1. Coffee Beans - My family are hopelessly caffeine and coffee addicted. 
2. Piece of Chalk - Czech school chalk is square not round. It reminds me of my school days.
3. Piece of Bark 
4. Beer Bottle Cap - Czech beer is wonderful.
5. A Hex Nut - My weird collection is hex nuts.
6. Unidentified Piece of Nature
7. Shard of Polish Pottery - My mother's kitchen is filled with this pottery. Sheldon loves it. 
8. Clothes Pin - We dry a lot of clothes on a line outside at my house. 
9. Thistle
10. Bobby Pin - These turn up all over the house. I am always losing them.

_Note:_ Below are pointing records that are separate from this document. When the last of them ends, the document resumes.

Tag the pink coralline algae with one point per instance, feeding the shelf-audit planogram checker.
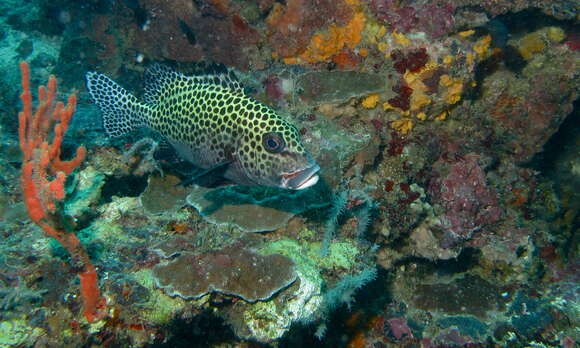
(434, 18)
(470, 205)
(231, 271)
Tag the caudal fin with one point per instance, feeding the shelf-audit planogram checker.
(122, 112)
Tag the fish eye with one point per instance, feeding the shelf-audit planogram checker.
(273, 142)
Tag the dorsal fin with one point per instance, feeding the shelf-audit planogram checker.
(159, 77)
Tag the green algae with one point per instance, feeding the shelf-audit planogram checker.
(17, 332)
(159, 307)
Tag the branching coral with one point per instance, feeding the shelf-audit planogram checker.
(44, 175)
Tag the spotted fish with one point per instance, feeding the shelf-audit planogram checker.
(212, 123)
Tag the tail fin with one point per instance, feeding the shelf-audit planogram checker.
(122, 112)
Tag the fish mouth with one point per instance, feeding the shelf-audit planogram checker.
(301, 179)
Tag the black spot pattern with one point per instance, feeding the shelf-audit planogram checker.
(207, 112)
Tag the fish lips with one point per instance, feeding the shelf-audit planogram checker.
(301, 179)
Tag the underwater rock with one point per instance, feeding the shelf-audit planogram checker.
(468, 295)
(252, 209)
(470, 205)
(87, 192)
(334, 86)
(163, 194)
(231, 271)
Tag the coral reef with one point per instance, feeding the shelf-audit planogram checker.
(231, 271)
(446, 214)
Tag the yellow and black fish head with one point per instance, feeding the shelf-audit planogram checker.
(273, 155)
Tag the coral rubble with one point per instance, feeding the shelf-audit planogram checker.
(446, 214)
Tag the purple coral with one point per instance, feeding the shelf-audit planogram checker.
(470, 204)
(232, 271)
(434, 17)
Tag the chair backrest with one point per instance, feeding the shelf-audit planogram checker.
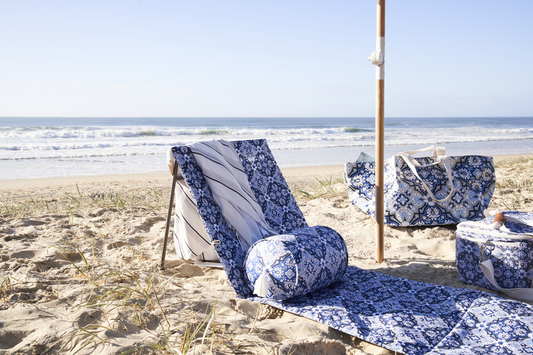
(271, 191)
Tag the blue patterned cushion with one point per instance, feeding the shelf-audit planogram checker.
(309, 259)
(272, 193)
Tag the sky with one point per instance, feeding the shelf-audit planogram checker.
(276, 58)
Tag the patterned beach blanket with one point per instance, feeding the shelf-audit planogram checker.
(402, 315)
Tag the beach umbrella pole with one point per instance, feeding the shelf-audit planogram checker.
(378, 59)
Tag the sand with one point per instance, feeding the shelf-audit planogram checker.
(79, 268)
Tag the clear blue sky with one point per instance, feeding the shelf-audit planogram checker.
(234, 58)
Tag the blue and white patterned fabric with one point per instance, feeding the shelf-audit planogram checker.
(407, 202)
(296, 264)
(511, 258)
(401, 315)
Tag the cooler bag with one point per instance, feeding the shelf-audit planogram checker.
(497, 256)
(435, 190)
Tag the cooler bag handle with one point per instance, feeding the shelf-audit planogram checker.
(518, 293)
(500, 218)
(488, 269)
(412, 163)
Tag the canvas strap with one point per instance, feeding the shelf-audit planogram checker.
(488, 269)
(518, 293)
(413, 164)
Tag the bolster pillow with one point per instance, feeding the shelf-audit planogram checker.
(285, 266)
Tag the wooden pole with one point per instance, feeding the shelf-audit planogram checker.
(380, 133)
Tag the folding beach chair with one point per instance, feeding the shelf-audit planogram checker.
(190, 239)
(402, 315)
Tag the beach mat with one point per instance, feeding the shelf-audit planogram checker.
(401, 315)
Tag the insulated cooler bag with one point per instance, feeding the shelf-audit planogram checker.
(497, 257)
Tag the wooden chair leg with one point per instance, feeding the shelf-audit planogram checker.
(167, 229)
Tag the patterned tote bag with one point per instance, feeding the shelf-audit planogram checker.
(434, 190)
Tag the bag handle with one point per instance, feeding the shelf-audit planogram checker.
(412, 163)
(518, 293)
(488, 269)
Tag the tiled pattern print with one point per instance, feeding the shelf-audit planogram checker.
(402, 315)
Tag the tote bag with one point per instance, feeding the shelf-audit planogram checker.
(434, 190)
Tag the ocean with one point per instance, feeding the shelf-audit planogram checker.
(39, 147)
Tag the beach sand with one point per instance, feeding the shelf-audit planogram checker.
(79, 267)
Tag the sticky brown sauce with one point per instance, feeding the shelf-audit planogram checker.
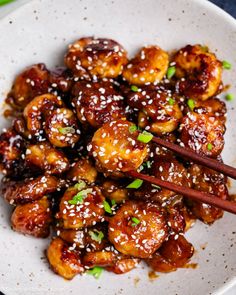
(232, 197)
(191, 265)
(152, 275)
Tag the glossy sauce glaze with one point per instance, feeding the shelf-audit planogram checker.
(78, 129)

11. Marble - My mother has a large collection on display in our house. 
12. Tram Ticket 
13. Fern
14. Blueberry Twig - In the mountains where I live there are lots of blueberries. 
15. Another Random Nature Thing 
16. Fake Flower -  This fell off of a crucifix on the side of the road near my house. 


  1. You're amazing, Lucy. This is beautiful, and what a treasured gift to give to Sheldon!

    1. Thank you, Claire. I had so much fun making this. It felt like something I would have done in middle school. It was just nice ot relax and make something not useful or for a class.